Imaginons comme admises ces hypothèses. Que pourrait être une politique culturelle à la hauteur de ce défi ? Certainement pas une politique de la prescription ou de l’enchantement forcé. L’attente du « grand récit positif de la transition » relève du mythe : non seulement il masque les obstacles matériels réels aux transformations à engager — notamment la redistribution des richesses et des investissements qu’elles impliquent — mais il tend aussi vers ce qui relève de la propagande. Ce dont nous avons besoin, ce n’est pas un récit qui s’imposerait à tous rendant acceptable ce qui, sans changer de point de vue, d’attachements et de partages, ne le sera pas. Ce n’est pas davantage une idéologie totalitaire masquée sous les atours séduisants d’un storytelling artistique.

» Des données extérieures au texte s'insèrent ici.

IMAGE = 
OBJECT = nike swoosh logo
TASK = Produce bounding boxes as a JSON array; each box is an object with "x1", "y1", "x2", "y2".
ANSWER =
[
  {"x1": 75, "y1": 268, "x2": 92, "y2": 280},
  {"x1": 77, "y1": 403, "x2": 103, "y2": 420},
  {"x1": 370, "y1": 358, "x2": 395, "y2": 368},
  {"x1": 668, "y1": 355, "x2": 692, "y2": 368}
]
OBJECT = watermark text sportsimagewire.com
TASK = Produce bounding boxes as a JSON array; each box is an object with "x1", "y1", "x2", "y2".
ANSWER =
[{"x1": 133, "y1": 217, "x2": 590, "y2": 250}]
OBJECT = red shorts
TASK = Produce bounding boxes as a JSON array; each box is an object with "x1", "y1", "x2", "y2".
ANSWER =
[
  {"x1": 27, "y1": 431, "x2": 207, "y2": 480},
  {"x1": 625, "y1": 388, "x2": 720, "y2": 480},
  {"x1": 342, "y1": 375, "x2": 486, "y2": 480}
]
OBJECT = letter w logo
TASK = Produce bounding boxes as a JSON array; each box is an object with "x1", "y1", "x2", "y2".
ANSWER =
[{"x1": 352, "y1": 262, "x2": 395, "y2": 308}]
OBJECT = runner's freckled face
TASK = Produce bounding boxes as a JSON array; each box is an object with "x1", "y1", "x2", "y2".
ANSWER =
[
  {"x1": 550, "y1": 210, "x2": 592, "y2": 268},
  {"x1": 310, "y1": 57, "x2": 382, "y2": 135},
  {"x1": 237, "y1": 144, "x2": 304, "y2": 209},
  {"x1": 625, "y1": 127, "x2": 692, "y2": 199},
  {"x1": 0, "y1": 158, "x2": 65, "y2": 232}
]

Non, ce qui semble nécessaire pour faire face à la situation et convoquer la force agissante de la culture, c’est un espace favorable à l’émergence de multiples récits, de micro-devenirs originaux, de scènes de création et d’expérimentation de nouveaux rapports au monde, à la fois émancipateurs et communs, de nouvelles fabriques habitantes.

On peut convoquer ici Hannah Arendt et sa conception de la politique : non pas la prise du pouvoir, son exercice ou la gestion des affaires publiques, mais l’assurance d’un espace commun de visibilité et de parole, de diversité et de liberté — un espace de co-présence et de création collective et individuelle, où s’inventent et se mettent en œuvre les conditions communes d’habitations possibles du monde. Une politique culturelle de l’Anthropocène pourrait être cela : l’installation pérenne d’un espace commun où s’élaborent, se discutent, s’expérimentent, se vivent de nouveaux rapports au monde, se créent de nouveaux agencements territoriaux. Une politique favorable au renouvellement de formes situées d’habitation partagées et sensibles. Une politique qui ne chercherait pas à imposer l’acceptation des transitions, mais à offrir les conditions culturelles favorables au jaillissement d’autres « habiter » possibles, faisant tenir ensemble de manières plus justes et viables humains et non-humains compris.

Pour des agences culturelles d’urbanisme

Reconnaître l’agence d’urbanisme comme un acteur culturel, ce n’est donc pas élargir à la marge le périmètre de la culture. C’est réinterroger ce qu’elle est, dans un moment où la condition terrestre nous oblige à réarticuler sensibilités, imaginaires, savoirs et actions. C’est ouvrir la possibilité d’une politique culturelle qui ne se contente plus de gérer la création ou de patrimonialiser le passé, mais qui contribue activement à la fabrique de nos futurs mondes communs.

Ne nous y trompons pas. Ce propos n’est pas un plaidoyer pour l’urbanisme culturel qui tend à se propager. Sa pratique la plus courante ne dispose en effet ni des ressources ni de l’ambition transformatrice et située ici convoquée. Dans bien des cas, elle offre aux artistes une diversification salutaire à l’heure où vivre de son art devient difficile. Trop souvent, elle relève d’un mécénat opportun, d’une mise en scène facile et accessoire susceptible d’acheter à bon compte une image sociale ou environnementale louable. Pire encore, elle peut afficher des marques de grandeur et de puissance. La politique culturelle dont il est ici question ne relève pas de cette logique de gala, de subsistance ou de pouvoir : c’est une invitation à penser ensemble les politiques culturelles comme politiques de cohabitation — c’est-à-dire de ce lien vivant, fragile et fondamental que nous entretenons avec ceux qui composent nos milieux. Une invitation à reconnaître que, face aux défis de l’Anthropocène, « faire culture » comme « faire territoire », c’est fondamentalement apprendre à renouer des liens et à cohabiter dans un monde qu’il est urgent de reconsidérer et de prendre soin.